Google Reinvents YouTube Again with Premium Video Channels In 2006, Google (GOOG) bought Internet video powerhouse YouTube for $1.65 billion. The search giant claims the deal was a financial success. Management says that YouTube's revenue rose to nearly $1 billion last year, and it hints that the site may be profitable. But Google doesn't have to break out YouTube as a unit in its quarterly financial statements, and profits within divisions of big firms always depend what expenses the parent assigns. For example, who pays for the video storage and bandwidth costs for YouTube -- the video site or Google?

Google's latest move to boost the site and raise revenues is to create premium video channels on YouTube, several media outlets are reporting. The premium zone would include as many as 20 sections of content, all streamed to TVs, PCs, and portable devices. That makes YouTube's new model sound just like those of nearly every challenger in the premium video market, from Netflix (NFLX) and Comcast (CMCSA) to Amazon (AMZN), Apple (AAPL) and Hulu.

Google has battled with content-creating companies in the past. Viacom (VIA) sued YouTube for copyright infringement to the tune of $1 billion. Some observers thought that the legal action would ruin YouTube, but a federal court ruled in favor of Google last year.

Google has one advantage over its competition in the online video race: viewers. According to Comscore, in February, Google video sites had 141 million unique U.S. visitors, and almost all of that traffic was to YouTube. Those visitors accounted for 1.8 billion viewing sessions. No other U.S. video site even came close. So if size matters, Google may be able to get a large share of the premium video content delivery market.

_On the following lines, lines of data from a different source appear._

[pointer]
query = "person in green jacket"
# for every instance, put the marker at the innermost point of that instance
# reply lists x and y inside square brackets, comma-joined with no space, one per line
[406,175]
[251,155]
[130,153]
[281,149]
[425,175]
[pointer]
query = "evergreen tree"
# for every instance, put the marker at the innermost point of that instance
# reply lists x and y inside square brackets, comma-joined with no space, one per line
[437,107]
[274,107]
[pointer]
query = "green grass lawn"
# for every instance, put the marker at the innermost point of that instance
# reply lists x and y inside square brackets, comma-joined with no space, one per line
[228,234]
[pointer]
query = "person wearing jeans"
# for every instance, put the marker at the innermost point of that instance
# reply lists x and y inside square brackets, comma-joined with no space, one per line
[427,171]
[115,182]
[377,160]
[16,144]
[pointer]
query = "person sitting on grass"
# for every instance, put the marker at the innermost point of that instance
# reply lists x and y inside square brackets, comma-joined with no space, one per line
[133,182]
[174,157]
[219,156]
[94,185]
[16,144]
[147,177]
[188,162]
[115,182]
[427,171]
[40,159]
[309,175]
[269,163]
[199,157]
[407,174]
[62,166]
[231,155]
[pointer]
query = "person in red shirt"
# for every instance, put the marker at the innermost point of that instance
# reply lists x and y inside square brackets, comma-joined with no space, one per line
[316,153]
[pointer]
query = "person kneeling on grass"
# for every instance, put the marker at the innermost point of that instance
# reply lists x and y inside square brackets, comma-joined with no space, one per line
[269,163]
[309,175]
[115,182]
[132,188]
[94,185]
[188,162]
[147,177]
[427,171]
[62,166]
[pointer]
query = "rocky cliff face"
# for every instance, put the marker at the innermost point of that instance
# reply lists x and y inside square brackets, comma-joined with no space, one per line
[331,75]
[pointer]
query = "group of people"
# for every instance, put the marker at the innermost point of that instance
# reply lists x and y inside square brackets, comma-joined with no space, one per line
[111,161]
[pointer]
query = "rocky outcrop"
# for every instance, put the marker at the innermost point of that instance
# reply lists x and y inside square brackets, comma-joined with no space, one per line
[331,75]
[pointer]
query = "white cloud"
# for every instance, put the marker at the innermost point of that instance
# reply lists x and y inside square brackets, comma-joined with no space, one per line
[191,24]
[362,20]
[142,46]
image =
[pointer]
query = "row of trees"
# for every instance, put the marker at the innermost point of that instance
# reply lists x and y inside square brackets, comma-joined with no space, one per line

But size may not matter as much as consumers' mindsets. Many people think of YouTube as primarily the online home of grainy, amateur clips of laughing babies, dancing dogs, and music videos. It's a reasonable perception: YouTube has for the most part been a collection of an odd mix of home videos since it was founded. Google will have to change that image if it hopes to get large numbers of consumers to visit YouTube looking for premium video. And old images die hard -- especially on the Internet.